The grid is the wrong fight to be having
Look, the supermarkets did try. Tesco partnered with Pod Point years ago. Sainsbury's announced Smart Charge with the same fanfare. Morrisons did a deal with GRIDSERVE. Asda, Lidl, Aldi, Waitrose, all of them have a charging strategy sat in a PowerPoint somewhere. The problem is that none of those strategies survive first contact with the local DNO.
A typical superstore in Reading or Stockport or somewhere similar was built in the 1990s with enough power for the freezers, the lighting and an industrial bread oven. Nobody planned for six 150kW rapid chargers sucking down 900kW at five o'clock on a Friday. So when the team finally pulls the trigger and asks for an upgrade, the answer comes back from the DNO. Eighteen months. Two years. Three years for a meaningful site. And if you want the substation moved that is on you and it is half a million quid before you have even bought a charger.

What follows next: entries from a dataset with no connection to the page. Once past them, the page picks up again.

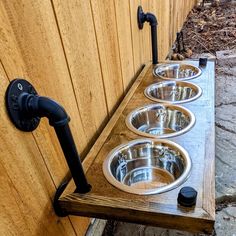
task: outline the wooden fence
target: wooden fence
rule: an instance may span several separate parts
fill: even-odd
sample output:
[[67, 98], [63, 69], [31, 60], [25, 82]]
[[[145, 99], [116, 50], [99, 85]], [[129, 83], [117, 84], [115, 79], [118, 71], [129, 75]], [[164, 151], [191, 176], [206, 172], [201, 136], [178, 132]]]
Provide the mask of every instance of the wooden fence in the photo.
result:
[[165, 59], [195, 0], [0, 1], [0, 235], [84, 235], [89, 219], [58, 218], [52, 201], [68, 172], [54, 130], [43, 119], [33, 133], [17, 130], [4, 106], [6, 88], [25, 78], [71, 117], [82, 156], [91, 147], [135, 73], [151, 59], [148, 24], [158, 18]]

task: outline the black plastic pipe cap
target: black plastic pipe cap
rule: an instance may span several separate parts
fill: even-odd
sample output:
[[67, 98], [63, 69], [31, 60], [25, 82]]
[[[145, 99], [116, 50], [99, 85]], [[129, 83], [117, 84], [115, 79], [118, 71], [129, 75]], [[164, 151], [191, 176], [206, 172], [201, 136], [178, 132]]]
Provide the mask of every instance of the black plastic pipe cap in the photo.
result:
[[192, 187], [183, 187], [179, 191], [177, 200], [181, 206], [192, 207], [196, 205], [197, 191]]

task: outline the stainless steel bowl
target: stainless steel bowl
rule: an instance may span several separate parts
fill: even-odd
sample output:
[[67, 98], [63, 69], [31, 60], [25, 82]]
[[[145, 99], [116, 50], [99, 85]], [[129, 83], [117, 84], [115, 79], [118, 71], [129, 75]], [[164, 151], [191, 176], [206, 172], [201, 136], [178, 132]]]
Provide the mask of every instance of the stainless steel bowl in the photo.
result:
[[172, 190], [190, 175], [191, 159], [180, 145], [137, 139], [113, 149], [103, 163], [106, 179], [129, 193], [148, 195]]
[[160, 64], [153, 70], [155, 76], [164, 80], [190, 80], [201, 75], [201, 69], [185, 63]]
[[148, 86], [144, 94], [155, 102], [181, 104], [199, 98], [202, 95], [202, 89], [188, 82], [166, 81]]
[[133, 132], [150, 138], [181, 135], [195, 124], [195, 116], [188, 109], [172, 104], [149, 104], [132, 111], [126, 118]]

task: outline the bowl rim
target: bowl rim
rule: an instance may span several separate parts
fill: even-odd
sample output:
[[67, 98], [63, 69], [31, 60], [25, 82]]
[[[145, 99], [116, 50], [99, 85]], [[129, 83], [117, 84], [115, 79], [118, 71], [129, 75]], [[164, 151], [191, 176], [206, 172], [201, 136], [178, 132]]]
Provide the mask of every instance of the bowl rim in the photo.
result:
[[[160, 87], [161, 85], [164, 85], [164, 86], [168, 86], [169, 84], [175, 84], [175, 85], [185, 85], [185, 86], [189, 86], [189, 87], [193, 87], [198, 93], [191, 97], [191, 98], [188, 98], [188, 99], [184, 99], [184, 100], [178, 100], [178, 101], [169, 101], [169, 100], [163, 100], [163, 99], [158, 99], [158, 98], [155, 98], [153, 96], [150, 95], [149, 91], [154, 87], [154, 88], [157, 88], [157, 87]], [[183, 103], [188, 103], [188, 102], [192, 102], [192, 101], [195, 101], [196, 99], [198, 99], [199, 97], [202, 96], [202, 88], [194, 83], [190, 83], [190, 82], [186, 82], [186, 81], [161, 81], [161, 82], [158, 82], [158, 83], [153, 83], [153, 84], [150, 84], [149, 86], [147, 86], [144, 90], [144, 95], [150, 99], [151, 101], [154, 101], [154, 102], [161, 102], [161, 103], [170, 103], [170, 104], [183, 104]]]
[[[157, 188], [151, 188], [151, 189], [137, 189], [137, 188], [132, 188], [128, 185], [122, 184], [119, 182], [111, 173], [110, 169], [110, 164], [111, 161], [113, 160], [113, 157], [122, 149], [126, 148], [129, 146], [134, 146], [136, 144], [141, 144], [141, 143], [155, 143], [155, 144], [166, 144], [167, 146], [174, 147], [181, 153], [181, 156], [185, 159], [186, 166], [183, 171], [183, 173], [180, 175], [178, 179], [173, 181], [172, 183], [162, 186], [162, 187], [157, 187]], [[128, 192], [128, 193], [133, 193], [137, 195], [152, 195], [152, 194], [160, 194], [164, 193], [170, 190], [173, 190], [177, 187], [179, 187], [181, 184], [183, 184], [190, 176], [191, 174], [191, 169], [192, 169], [192, 160], [191, 157], [189, 156], [188, 152], [179, 144], [167, 140], [167, 139], [150, 139], [150, 138], [145, 138], [145, 139], [135, 139], [126, 143], [123, 143], [121, 145], [118, 145], [114, 149], [112, 149], [109, 154], [107, 155], [106, 159], [103, 161], [103, 174], [106, 178], [106, 180], [113, 185], [114, 187]]]
[[[165, 67], [168, 67], [168, 66], [174, 66], [174, 65], [184, 65], [184, 66], [190, 66], [190, 67], [194, 67], [198, 72], [196, 75], [192, 75], [190, 77], [181, 77], [181, 78], [171, 78], [171, 77], [165, 77], [165, 76], [162, 76], [160, 75], [159, 73], [156, 72], [156, 70], [158, 68], [163, 68], [165, 69]], [[202, 70], [201, 68], [199, 68], [198, 66], [195, 66], [195, 65], [192, 65], [192, 64], [189, 64], [189, 63], [185, 63], [185, 62], [167, 62], [167, 63], [160, 63], [160, 64], [157, 64], [153, 70], [152, 70], [152, 73], [155, 77], [159, 77], [161, 78], [162, 80], [171, 80], [171, 81], [185, 81], [185, 80], [191, 80], [191, 79], [195, 79], [197, 77], [199, 77], [201, 74], [202, 74]]]
[[[143, 109], [151, 109], [151, 108], [156, 107], [156, 106], [160, 106], [160, 107], [163, 107], [163, 108], [172, 107], [172, 108], [174, 108], [176, 110], [182, 111], [185, 114], [188, 114], [188, 116], [190, 117], [189, 124], [186, 127], [184, 127], [183, 129], [179, 130], [179, 131], [176, 131], [176, 132], [173, 132], [173, 133], [168, 133], [168, 134], [162, 134], [162, 135], [154, 135], [154, 134], [145, 133], [143, 131], [140, 131], [140, 130], [136, 129], [132, 125], [132, 122], [131, 122], [132, 121], [132, 117], [135, 114], [140, 113], [140, 111], [143, 110]], [[196, 118], [195, 118], [195, 115], [189, 109], [187, 109], [187, 108], [185, 108], [183, 106], [173, 105], [173, 104], [168, 104], [168, 103], [153, 103], [153, 104], [144, 105], [144, 106], [141, 106], [141, 107], [138, 107], [138, 108], [132, 110], [126, 116], [125, 123], [126, 123], [126, 126], [128, 127], [129, 130], [131, 130], [132, 132], [134, 132], [134, 133], [136, 133], [136, 134], [138, 134], [140, 136], [148, 137], [148, 138], [161, 139], [161, 138], [176, 137], [176, 136], [179, 136], [179, 135], [182, 135], [182, 134], [186, 133], [187, 131], [189, 131], [189, 130], [191, 130], [193, 128], [193, 126], [196, 123]]]

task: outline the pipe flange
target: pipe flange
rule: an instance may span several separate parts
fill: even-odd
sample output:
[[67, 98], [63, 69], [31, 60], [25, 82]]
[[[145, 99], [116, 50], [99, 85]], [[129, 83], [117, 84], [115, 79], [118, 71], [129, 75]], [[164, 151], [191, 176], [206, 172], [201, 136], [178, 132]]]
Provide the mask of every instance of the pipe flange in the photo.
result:
[[40, 118], [22, 114], [18, 101], [23, 93], [37, 95], [35, 88], [28, 81], [24, 79], [11, 81], [5, 96], [6, 107], [13, 124], [22, 131], [31, 132], [38, 127]]

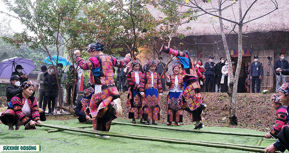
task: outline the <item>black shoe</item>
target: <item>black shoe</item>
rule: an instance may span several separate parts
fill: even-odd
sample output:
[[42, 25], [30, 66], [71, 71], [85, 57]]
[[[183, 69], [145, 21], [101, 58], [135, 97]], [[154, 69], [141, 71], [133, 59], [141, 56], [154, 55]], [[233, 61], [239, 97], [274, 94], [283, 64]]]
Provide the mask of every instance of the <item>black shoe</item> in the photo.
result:
[[201, 103], [200, 105], [201, 106], [201, 108], [197, 112], [198, 116], [201, 116], [203, 114], [203, 113], [204, 112], [204, 111], [207, 107], [207, 105], [203, 103]]
[[196, 126], [196, 127], [195, 127], [195, 128], [194, 128], [194, 129], [200, 130], [200, 129], [203, 128], [204, 126], [205, 126], [205, 125], [204, 125], [204, 124], [203, 124], [201, 122], [198, 125]]

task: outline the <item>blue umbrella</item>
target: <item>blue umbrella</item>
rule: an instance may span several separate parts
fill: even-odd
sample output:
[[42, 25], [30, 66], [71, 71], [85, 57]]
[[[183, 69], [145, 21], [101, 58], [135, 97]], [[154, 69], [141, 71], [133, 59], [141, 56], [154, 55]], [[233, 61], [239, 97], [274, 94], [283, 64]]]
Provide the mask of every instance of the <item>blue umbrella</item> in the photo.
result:
[[[57, 60], [57, 55], [53, 55], [51, 56], [51, 59], [52, 59], [52, 62], [53, 63], [53, 65], [56, 65], [56, 62]], [[47, 57], [43, 61], [46, 63], [49, 64], [52, 64], [51, 61], [50, 60], [50, 58], [49, 57]], [[63, 65], [63, 66], [67, 66], [70, 65], [70, 63], [67, 61], [67, 60], [64, 57], [61, 57], [60, 56], [58, 56], [58, 63], [61, 63]]]
[[33, 61], [30, 59], [18, 57], [4, 59], [0, 65], [0, 78], [10, 79], [12, 72], [15, 71], [15, 67], [19, 65], [24, 68], [22, 72], [27, 75], [35, 69]]

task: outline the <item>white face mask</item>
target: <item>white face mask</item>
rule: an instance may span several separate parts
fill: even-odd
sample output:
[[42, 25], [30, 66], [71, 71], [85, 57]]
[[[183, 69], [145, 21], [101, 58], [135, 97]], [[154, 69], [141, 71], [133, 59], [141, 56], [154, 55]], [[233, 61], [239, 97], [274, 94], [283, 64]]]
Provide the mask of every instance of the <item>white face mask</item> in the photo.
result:
[[15, 85], [17, 87], [19, 87], [20, 86], [20, 81], [18, 81], [15, 83]]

Most supermarket boards look at that and quietly move the charging line item to next year's plan. And the year after that. And the one after that as well.

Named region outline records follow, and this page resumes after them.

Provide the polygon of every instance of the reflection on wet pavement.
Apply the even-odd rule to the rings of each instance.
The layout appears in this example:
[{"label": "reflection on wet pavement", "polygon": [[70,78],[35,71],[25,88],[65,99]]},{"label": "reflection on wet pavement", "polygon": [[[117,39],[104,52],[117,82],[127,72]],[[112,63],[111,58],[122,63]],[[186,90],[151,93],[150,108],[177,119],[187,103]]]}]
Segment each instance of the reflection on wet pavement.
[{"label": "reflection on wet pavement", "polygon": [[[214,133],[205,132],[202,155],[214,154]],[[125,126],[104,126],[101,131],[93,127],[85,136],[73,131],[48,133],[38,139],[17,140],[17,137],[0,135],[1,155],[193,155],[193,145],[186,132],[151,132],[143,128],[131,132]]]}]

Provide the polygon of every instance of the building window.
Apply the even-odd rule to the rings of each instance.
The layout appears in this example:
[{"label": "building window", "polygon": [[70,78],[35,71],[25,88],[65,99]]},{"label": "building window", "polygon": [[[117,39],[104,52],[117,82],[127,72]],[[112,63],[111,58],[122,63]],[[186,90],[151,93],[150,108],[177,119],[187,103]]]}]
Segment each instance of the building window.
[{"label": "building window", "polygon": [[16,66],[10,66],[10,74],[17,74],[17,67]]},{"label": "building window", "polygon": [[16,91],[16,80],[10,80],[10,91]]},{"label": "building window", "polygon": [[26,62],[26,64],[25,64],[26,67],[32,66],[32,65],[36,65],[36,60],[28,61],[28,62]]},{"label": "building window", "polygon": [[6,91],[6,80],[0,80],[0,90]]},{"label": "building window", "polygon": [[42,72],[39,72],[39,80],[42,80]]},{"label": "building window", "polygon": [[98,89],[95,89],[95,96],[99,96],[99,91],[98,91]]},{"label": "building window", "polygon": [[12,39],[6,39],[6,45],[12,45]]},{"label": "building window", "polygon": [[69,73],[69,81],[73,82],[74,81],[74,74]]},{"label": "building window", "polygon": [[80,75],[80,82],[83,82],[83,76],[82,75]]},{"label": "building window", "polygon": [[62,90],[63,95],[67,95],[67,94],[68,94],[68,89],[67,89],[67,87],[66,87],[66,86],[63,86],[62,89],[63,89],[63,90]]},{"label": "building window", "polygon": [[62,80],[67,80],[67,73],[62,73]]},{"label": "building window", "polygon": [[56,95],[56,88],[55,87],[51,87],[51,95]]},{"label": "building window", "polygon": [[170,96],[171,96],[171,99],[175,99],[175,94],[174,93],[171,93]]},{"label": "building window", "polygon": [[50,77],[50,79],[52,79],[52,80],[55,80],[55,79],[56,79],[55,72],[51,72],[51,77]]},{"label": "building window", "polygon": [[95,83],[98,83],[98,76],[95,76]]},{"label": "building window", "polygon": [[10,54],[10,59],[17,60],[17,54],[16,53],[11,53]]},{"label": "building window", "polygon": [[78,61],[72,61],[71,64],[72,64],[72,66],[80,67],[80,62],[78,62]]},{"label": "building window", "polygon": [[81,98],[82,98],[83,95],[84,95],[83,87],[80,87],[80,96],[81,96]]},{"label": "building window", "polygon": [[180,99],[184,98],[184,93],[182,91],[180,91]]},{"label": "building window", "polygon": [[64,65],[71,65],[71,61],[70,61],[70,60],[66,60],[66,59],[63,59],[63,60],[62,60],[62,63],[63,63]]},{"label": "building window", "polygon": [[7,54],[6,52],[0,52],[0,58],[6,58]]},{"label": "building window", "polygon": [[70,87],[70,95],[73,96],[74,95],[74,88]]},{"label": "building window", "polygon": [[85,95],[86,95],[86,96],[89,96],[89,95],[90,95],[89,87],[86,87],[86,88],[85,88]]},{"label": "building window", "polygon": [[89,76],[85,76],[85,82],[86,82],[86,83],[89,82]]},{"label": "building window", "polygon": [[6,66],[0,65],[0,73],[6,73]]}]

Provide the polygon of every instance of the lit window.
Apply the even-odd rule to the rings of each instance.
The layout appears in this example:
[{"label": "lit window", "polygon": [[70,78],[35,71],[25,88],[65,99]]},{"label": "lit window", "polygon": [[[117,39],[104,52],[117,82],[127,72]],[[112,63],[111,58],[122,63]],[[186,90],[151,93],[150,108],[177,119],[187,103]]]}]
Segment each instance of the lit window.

FreeMe drops in without asking the grid for permission
The PowerMe answer is FreeMe . It is a containerised charging unit, available in 8ft, 10ft, 20ft and 40ft formats with battery capacity from 150kWh up to 3MWh and outputs up to two megawatts. The chemistry is Toshiba SCiB LTO on the peak demand and Lithium Iron Phosphate on the bulk storage, blended through a clever BMS so the LTO soaks the surge and the LFP holds the energy. That hybrid architecture is the engineering basis for the ten year design life.
The thing that matters commercially is what FreeMe does not need. It does not need a trench across the car park. It does not need to wait for the DNO. It does not need to dig up the loading bay, move the trolley return or close half the bays for six months. It sits where a delivery van would sit, plugs into whatever supply the supermarket already has for a slow trickle to keep itself topped up, and serves rapid charges from its own onboard battery buffer. No ground works. No eighteen month wait. No half a million quid bill for a substation that was supposed to belong to UK Power Networks.

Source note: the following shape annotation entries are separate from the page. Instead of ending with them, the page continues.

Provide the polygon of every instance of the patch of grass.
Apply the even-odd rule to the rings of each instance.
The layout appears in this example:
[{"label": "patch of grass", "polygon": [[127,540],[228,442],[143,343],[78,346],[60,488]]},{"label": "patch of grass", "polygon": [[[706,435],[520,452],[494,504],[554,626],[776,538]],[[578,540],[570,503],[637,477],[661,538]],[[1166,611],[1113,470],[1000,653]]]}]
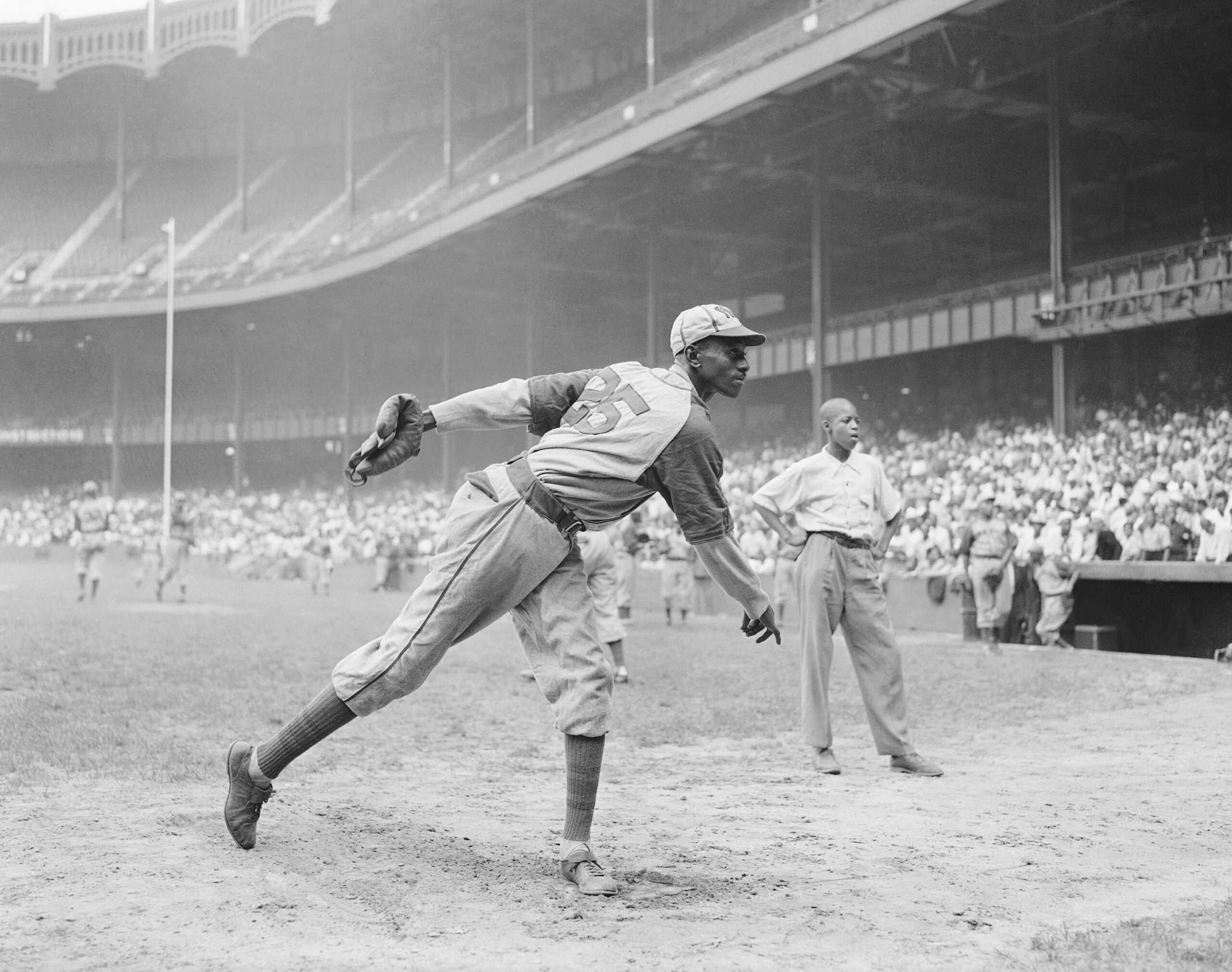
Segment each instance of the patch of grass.
[{"label": "patch of grass", "polygon": [[1232,899],[1110,929],[1060,929],[1031,941],[1048,966],[1073,972],[1207,972],[1232,968]]},{"label": "patch of grass", "polygon": [[[86,772],[174,782],[213,779],[233,739],[264,739],[326,684],[339,658],[378,637],[403,596],[371,594],[368,570],[335,577],[314,599],[296,583],[245,581],[195,567],[191,600],[230,614],[126,611],[150,601],[117,561],[103,601],[75,601],[71,563],[0,558],[0,779]],[[650,579],[653,581],[653,579]],[[736,618],[667,628],[657,585],[638,590],[626,648],[631,684],[616,686],[614,734],[637,745],[793,733],[800,719],[798,636],[754,644]],[[903,638],[907,697],[922,745],[1111,711],[1204,691],[1212,665],[1095,653],[1007,652]],[[414,696],[352,723],[339,743],[391,758],[410,748],[524,759],[559,747],[552,716],[517,671],[525,658],[508,622],[456,646]],[[846,653],[835,653],[832,713],[839,734],[867,735]],[[957,713],[961,713],[958,717]],[[956,735],[957,733],[957,735]],[[966,738],[966,737],[963,737]],[[354,743],[350,743],[354,740]],[[341,745],[306,760],[329,763]]]}]

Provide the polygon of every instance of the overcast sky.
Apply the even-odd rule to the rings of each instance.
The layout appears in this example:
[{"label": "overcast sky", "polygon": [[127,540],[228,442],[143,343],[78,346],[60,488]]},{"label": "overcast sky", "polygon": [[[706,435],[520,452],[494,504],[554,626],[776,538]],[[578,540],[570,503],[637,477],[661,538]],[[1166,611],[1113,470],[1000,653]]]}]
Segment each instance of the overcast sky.
[{"label": "overcast sky", "polygon": [[0,23],[38,20],[47,11],[57,17],[87,17],[143,6],[144,0],[0,0]]}]

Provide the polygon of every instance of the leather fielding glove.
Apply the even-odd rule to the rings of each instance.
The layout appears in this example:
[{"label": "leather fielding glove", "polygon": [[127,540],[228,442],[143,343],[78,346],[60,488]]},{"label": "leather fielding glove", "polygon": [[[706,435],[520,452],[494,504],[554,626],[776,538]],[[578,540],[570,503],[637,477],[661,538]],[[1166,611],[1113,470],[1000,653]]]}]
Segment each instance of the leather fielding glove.
[{"label": "leather fielding glove", "polygon": [[377,414],[377,427],[346,462],[346,482],[361,487],[419,455],[424,409],[413,394],[392,395]]}]

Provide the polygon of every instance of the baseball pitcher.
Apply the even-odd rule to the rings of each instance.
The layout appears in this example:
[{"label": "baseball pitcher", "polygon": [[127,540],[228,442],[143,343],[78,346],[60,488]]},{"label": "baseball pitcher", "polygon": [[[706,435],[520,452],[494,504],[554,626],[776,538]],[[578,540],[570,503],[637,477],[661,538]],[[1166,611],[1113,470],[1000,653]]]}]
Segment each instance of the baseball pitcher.
[{"label": "baseball pitcher", "polygon": [[740,630],[780,639],[774,609],[732,533],[723,460],[706,402],[740,393],[747,345],[765,341],[729,310],[696,307],[671,329],[675,362],[636,361],[513,378],[421,409],[394,395],[349,477],[362,482],[418,455],[423,430],[526,426],[542,439],[505,463],[471,473],[450,506],[429,573],[379,638],[334,668],[324,690],[271,739],[227,755],[224,820],[235,843],[256,844],[271,781],[356,716],[415,691],[451,646],[509,612],[536,681],[564,733],[565,816],[561,876],[584,894],[615,894],[590,828],[609,728],[612,670],[599,643],[579,530],[602,530],[654,493],[723,589],[744,606]]}]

If the store gets refitted in three years, the container goes on a lorry and goes somewhere else.
The EaaS maths that turns car parks into revenue
The bit that the supermarket finance director wants to hear is the bit where nobody asks them for capex. PowerMe runs this as Energy as a Service. We fund it, we deploy it, we own it, we operate it. The supermarket provides the parking bays and a share of the supply. In return the supermarket takes a profit share of the energy revenue. Typical structure is somewhere around fifteen percent, no working capital out the door, no balance sheet hit, no team hired to operate plugs they did not want to think about.
For a 24 hour superstore in a town like Swindon or Crawley, even a modest six head FreeMe site at 150kW per head will turn over a serious number on energy if it runs at sensible utilisation. The supermarket sits on its profit share and gets the marketing line about being the easiest charge in town. And the customer who used to drive past on the way to the petrol station starts coming inside for the meal deal while the car charges.
That is the bit nobody models. The basket value goes up. EV drivers spend longer in the shop than the average. They buy more. They come back. The supermarkets that figured this out a decade ago with the petrol forecourt are the ones who will figure it out again with the charger.
The supermarkets that wait for the grid will spend the next five years watching MFG, GRIDSERVE and Applegreen build out the rapid network around them. And the customer will go where the plug works.